What are your best workouts for Chicago?
PR is 2:39, would love to run around 2:35.
What are your best workouts for Chicago?
PR is 2:39, would love to run around 2:35.
The Chicago race course presents no real challenges in terms of hills or anything other than what seemed like turning many corners as you visit different parts of the city. It can be hot which many runners are unprepared for but otherwise nothing special is required. The normal mix of a weekly olongapo run, a tempo run and 5 x 1600m repeats or longer, race pace segments work
If you ran your 2:39 without the new bouncy shoes, get a pair of the new bouncy shoes and you’re there
Long run workouts at 10%-5% slower then MP. MP workouts of around 20-25k, broken up into intervals with moderately paced floats. Intervals of varying length and from half MP down to 5k pace. Progression runs, tempo runs, moderately paced runs.
Thank you for this help
Thanks! helpful.
bouncy shoes should do it.
Hows your rhythm? Course Has a lot of endless straightaways.
Keith Brantley would hammer out a 4 miler before he won trials.
As noted above, the Chicago course is about as friendly a course as a runner could ask for but for the frequent warm temps.
My four marathon cycles, including two at Chicago, were set up as:
18-12 weeks out
- One workout of about 5000m of intervals at 5k pace with 1:1 work:rest ratio.
- Most weeks a tempo run of some sort - either cruise intervals, a progression run or a straight tempo run - usually a progression run.
- A decent long run of up to 16 miles, but rarely exceeding 25% of my weekly mileage.
From 12 weeks out until taper::
- One session fo cruise intervals (1-3 mile repeats at tempo/threshold pace) of 6-8 miles of volume. 5:1 work:rest ratio.
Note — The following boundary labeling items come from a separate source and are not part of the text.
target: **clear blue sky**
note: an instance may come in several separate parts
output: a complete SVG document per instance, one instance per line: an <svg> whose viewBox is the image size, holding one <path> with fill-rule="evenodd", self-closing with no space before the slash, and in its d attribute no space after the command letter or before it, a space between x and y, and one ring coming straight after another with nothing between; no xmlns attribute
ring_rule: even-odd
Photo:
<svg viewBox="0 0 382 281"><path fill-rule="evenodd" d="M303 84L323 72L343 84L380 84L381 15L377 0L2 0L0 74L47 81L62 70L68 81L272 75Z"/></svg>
- alternate between these three things as my long run/second workout: 20-22 miler;17 with the middle 13 at marathon pace; 20-22 done as: 2 easy, 2 x 2 or 4 x 1 miles of cruise intervals, 10 easy, another round of cruise intervals; cool down to 20-21 total miles.
There’s obviously more to it than that, but that’s the core of it. And this is a variation of the theme expressed by Jack Daniels via Training Plan A in the second edition of Daniels’ Running Formula.
Do speedwork first phase then just increase long runs weekly slowly. Tempo runs are your friend and so is 50 miles a week is good.
2:25 you can do
Get your 2 mile run low as it can go first phase.
Along with quarters.
Watch out for Mt. Roosevelt at mile 26 😰
I would keep a lot of your long runs flat to get ready for the course. Practice some surging in your long runs.
2:39 >>> 2:35 is doable with more of the same. More miles. More marathon paced efforts @ 5:50 instead of 6-flat.